The goal of this repo is not to redesign NavRL. The current direction is:
- Preserve the official NavRL policy observation/action semantics.
- Treat the policy as a local navigation and obstacle-avoidance module, not a low-level flight controller.
- Keep the official checkpoint as the most important deployment baseline.
- Keep self-trained checkpoints as controlled alternatives with clearly recorded evidence and limitations.
- Bridge to FCU through the official
mission_001interface rather than inventing a new low-level flight interface.
This work is based on:
- Official NavRL repository: https://github.com/Zhefan-Xu/NavRL
- NavRL paper: Zhefan Xu, Xinming Han, Haoyu Shen, Hanyu Jin, and Kenji Shimada, "NavRL: Learning Safe Flight in Dynamic Environments", IEEE Robotics and Automation Letters, 2025.
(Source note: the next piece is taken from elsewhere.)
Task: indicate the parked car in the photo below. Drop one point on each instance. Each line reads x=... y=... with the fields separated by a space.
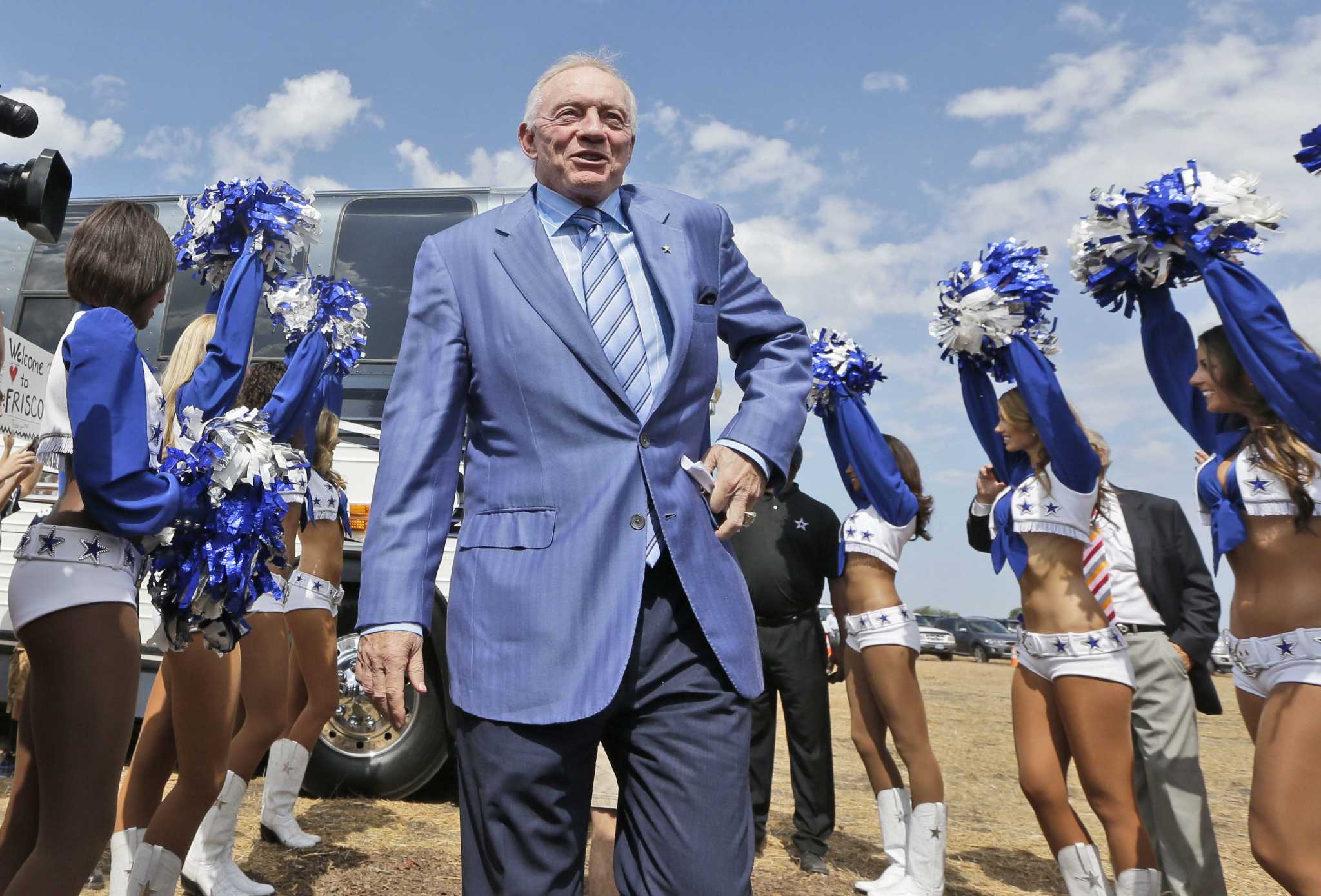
x=978 y=636
x=372 y=238
x=939 y=641
x=1221 y=659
- FCU core reference: https://github.com/fancinnov/fcu_core_v2 and https://www.fancinnov.com/fcu_core_v2
Please cite the original NavRL paper if you use this project:
@ARTICLE{NavRL,
author={Xu, Zhefan and Han, Xinming and Shen, Haoyu and Jin, Hanyu and Shimada, Kenji},
journal={IEEE Robotics and Automation Letters},
title={NavRL: Learning Safe Flight in Dynamic Environments},
year={2025},
volume={10},
number={4},
pages={3668-3675},
doi={10.1109/LRA.2025.3546069}
}Important files and directories:
WORKLOG_NAVRL_REPRO.md- The main reproduction log. Read this first before changing training, evaluation, or deployment code.
policies/- Selected reproduction checkpoints and policy notes.
quick-demos/- Official quick demos plus text evaluators and policy comparison tools.
isaac-training/- Training and Isaac eval code, including clean no-close/no-eval helpers.
ros1/- Official ROS1 deployment packages plus the new FCU bridge.
ros2/- Official ROS2 deployment packages and synthetic preflight tools used during reproduction.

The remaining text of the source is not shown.